Malcolm Fisk did, in fact, have a criminal record. Mostly from his early twenties, it had to be said. It had involved burglary, assault and, possibly more interestingly, some minor drug offences. He was obviously back from his latest driving job, if the vicar had seen him. Cross called in on him at his cottage. Fisk wouldn’t let him in and so they were sitting on a bench by the river inlet in the village.
‘Interesting name, Fisk. Particularly appropriate when you consider where you live,’ Cross began their conversation with him. Fisk worked for a national haulage company, recently rebranded as a logistics firm. It was based in the south-west. It did a lot of business out of Avonmouth Docks. Moreton had unsuccessfully applied for injunctions against Fisk.
‘Is it?’ Fisk replied with distinct disinterest.
‘Is your family from around here originally?’ Cross went on, not in the least discouraged.
‘Yeah. I live in my gran’s house. Well, it’s mine now.’

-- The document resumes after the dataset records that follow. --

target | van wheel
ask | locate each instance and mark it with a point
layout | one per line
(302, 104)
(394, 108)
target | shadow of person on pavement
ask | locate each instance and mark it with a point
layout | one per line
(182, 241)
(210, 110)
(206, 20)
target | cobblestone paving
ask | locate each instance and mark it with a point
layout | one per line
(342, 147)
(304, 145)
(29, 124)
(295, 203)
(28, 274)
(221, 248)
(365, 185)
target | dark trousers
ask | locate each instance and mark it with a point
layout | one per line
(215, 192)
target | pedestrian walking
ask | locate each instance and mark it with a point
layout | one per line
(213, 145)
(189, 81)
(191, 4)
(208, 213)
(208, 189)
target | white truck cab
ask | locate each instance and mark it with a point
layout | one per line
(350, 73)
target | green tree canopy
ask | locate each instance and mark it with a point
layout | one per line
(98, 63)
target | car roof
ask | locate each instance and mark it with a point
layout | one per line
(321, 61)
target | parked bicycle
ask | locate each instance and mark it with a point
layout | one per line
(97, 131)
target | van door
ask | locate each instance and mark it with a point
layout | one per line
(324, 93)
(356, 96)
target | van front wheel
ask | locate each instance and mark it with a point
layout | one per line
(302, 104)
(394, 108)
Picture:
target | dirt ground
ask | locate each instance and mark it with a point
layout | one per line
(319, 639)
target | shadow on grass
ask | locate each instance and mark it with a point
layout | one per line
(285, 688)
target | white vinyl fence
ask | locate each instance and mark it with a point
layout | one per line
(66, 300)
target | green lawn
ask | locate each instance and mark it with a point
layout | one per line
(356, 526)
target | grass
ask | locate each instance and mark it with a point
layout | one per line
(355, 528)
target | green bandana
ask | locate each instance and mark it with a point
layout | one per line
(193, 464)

‘Fisk unsurprisingly derives from the word fish. First used in the UK in the Middle Ages, I believe. Were your family fishermen at some point?’
‘No idea, but we’ve always been working the water in one way or another. My grandparents were pilots here. My dad then worked in the docks at Avonmouth,’ said Fisk.
‘But you chose a different path,’ Cross commented.
‘I did a bit, yeah. Started driving at the docks before they had a load of redundancies. Look, what is this all about? I’m knackered. I need a kip.’
‘Where do you drink?’ Cross asked.
‘Drink?’
‘Well, you’ve been barred from the only pub in the village. Where do you go?’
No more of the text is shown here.